The Health Ministry has threatened legal proceedings against anyone promoting the use of chlorine dioxide as a treatment for the coronavirus. Despite this, at least 450 doctors made up a committee that recommends its use. At the same time, the legislative assemblies of four departments have approved laws for the free and supervised production and distribution of the substance, while in other municipalities tests are carried out on volunteers who present symptoms to verify its effectiveness.

With more than 110,000 positives and a death toll of nearly 5,000, the Andean country faces the pandemic with an almost collapsed health system, without access to medicines and in the midst of one of the worst political crises in its history, which is spreading since last November, waiting for the presidential elections, postponed due to the pandemic, and set for October 18.
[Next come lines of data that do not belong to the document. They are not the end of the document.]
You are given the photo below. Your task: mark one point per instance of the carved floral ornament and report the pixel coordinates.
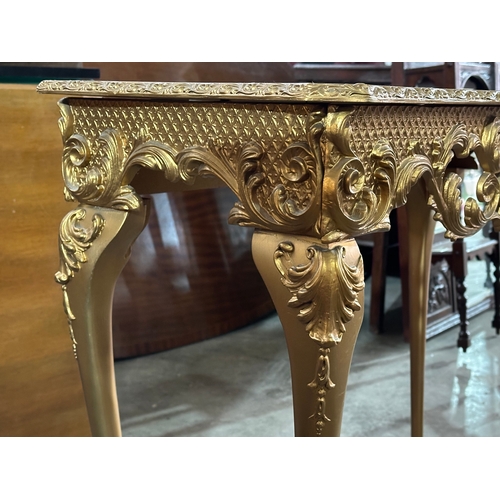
(323, 189)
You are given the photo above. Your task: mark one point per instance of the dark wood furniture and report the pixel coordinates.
(452, 311)
(449, 265)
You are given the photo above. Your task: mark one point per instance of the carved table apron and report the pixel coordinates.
(312, 165)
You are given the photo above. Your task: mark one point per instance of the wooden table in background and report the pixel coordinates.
(40, 390)
(312, 165)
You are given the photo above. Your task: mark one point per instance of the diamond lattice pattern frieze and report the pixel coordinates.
(181, 125)
(402, 125)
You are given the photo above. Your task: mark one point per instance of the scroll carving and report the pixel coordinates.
(325, 292)
(357, 196)
(290, 202)
(74, 241)
(359, 193)
(98, 173)
(286, 198)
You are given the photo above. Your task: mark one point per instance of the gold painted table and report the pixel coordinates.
(312, 165)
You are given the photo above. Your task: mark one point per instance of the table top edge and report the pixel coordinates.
(269, 92)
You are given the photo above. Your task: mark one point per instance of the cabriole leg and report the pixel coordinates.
(421, 236)
(318, 291)
(94, 246)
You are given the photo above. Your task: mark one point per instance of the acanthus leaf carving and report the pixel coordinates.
(358, 195)
(74, 241)
(325, 290)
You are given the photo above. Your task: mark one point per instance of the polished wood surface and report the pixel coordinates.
(40, 389)
(189, 261)
(199, 267)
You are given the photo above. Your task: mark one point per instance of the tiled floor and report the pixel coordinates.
(239, 385)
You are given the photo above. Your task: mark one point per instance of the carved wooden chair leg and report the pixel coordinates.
(94, 247)
(459, 269)
(420, 237)
(495, 260)
(318, 291)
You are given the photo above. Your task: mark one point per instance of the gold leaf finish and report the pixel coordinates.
(289, 92)
(74, 240)
(325, 290)
(322, 384)
(376, 155)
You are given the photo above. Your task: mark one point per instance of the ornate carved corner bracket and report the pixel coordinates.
(285, 197)
(325, 291)
(74, 241)
(359, 193)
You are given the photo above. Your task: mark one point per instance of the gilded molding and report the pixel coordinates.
(285, 197)
(325, 290)
(361, 189)
(288, 201)
(74, 241)
(300, 92)
(357, 195)
(97, 173)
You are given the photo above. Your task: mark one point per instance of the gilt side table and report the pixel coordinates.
(312, 165)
Vitamin C and seawater injections in Ecuador

Homemade solutions and miracle treatments have coexisted during the pandemic in Ecuador with trial and error in hospital protocols. In the first months, the public health network was betting on hydroxychloroquine or azithromycin to treat coronavirus patients receiving medical attention, since, before the collapse of health centers, less serious patients were sent directly to their hospitals. houses. Even today, there are doctors who continue to prescribe antibiotics, paracetamol, aspirin, mega doses of vitamin C and even ivermectin injections, for veterinary use.

Esteban Ortiz, medical researcher of Public Health of the University of the Americas, questions that hospitals and authorities adopt experimental treatments such as Remdesivir, with 1,900 doses donated by the United States, without a follow-up study. “The State did not even have time for diagnoses and work was very disorganized,” he says. Now, he clarifies, hospitals apply specific treatments to each patient based on the symptoms they present. Corticosteroids, according to the WHO guidelines, are the main formula for fighting the symptoms of covid-19.

These changing medical patterns have coexisted in the country with eucalyptus sprays, garlic recipes that depleted stocks in stores, markets and supermarkets for weeks, seawater injections and two of the unscientific treatments that have also proliferated in other countries: plasma from cured patients and chlorine dioxide. “Tocilizumab ampoules have been prescribed and even today we see people asking for plasma donations despite the fact that it has not been studied enough to ensure its effectiveness”, questions the researcher.

Chlorine dioxide became a recommendation in Ecuador in early July when a letter signed by 10 bishops of the Catholic Church circulated to President Lenín Moreno to promote it as an alternative treatment. As a reaction, the country’s medical societies came together to reject its use and confirm its toxicity to humans. The Ecuadorian National Agency for Regulation, Control and Sanitary Surveillance (Arcsa), finally, advised against its application to citizens due to not having a sanitary registration and prohibited its consumption and commercialization as a therapeutic method against the coronavirus.